Ses longues boucles noires sont projetées vers l’avant, elle ne voit plus qu’à travers l’épaisse chevelure qui lui couvre le visage. En un instant, les cheveux de Laly sont comme aspirés en arrière, seules quelques mèches rebelles s’attardent devant ses yeux. Bien assise sur la planchette de bois, elle empoigne si vigoureusement les cordes que ses ongles s’enfoncent dans la paume de ses mains. A présent, elle tend énergiquement ses jambes en avant pour élancer la balançoire encore plus haut, toujours plus haut, ainsi elle voit loin, toujours plus loin. Elle contemple les beautés du monde dans un rire éclatant de sincérité. Un rire d’innocence, un rire d’enfant. Le monde est si vaste, les forêts s’étendent à perte de vue, la mer ondule au loin derrière les collines recouvertes d’herbes longues et claires qui vacillent dans le vent. Ce qui s’offre à ses yeux est vallonné et coloré, une douce brise tiède l’effleure et de subtiles essences de pins lui parviennent. Alors que la balançoire est au point culminant de sa courbe, Laly décide de sauter, comme lorsqu’elle était gamine. Après un instant suspendu dans les airs elle s’attend à toucher le sable mais, le sol se dérobe soudain sous ses pieds laissant place à un immense gouffre obscur et interminable. Elle se débat dans le vide, ses bras brassent l’air avec frénésie, elle redoute le choc final !

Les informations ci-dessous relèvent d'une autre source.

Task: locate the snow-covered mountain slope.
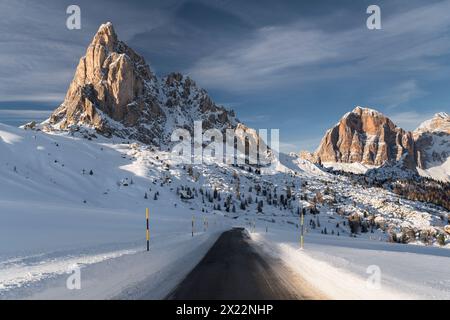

Laly se réveille tout en sueur, oppressée par l’angoisse de la chute sans fin contrastant très nettement avec la douceur de la réminiscence de souvenirs d’enfance qui l’apaise légèrement. Elle descend de sa couche toute tremblante, ses paumes moites s’agrippent fébrilement à l’échelle froide. Elle se jette de l’eau sur le visage pour se ressaisir et elle s’apprête à commencer une journée grisante, une en plus, une identique à toutes les autres. Elle décide tout de même de glisser un petit calepin jaune dans la poche de son pantalon bleu foncé un peu trop ample pour elle. La journée se passe, quelques occupations et quelques tâches l’occupent alors que la solitude et le silence lui pèsent.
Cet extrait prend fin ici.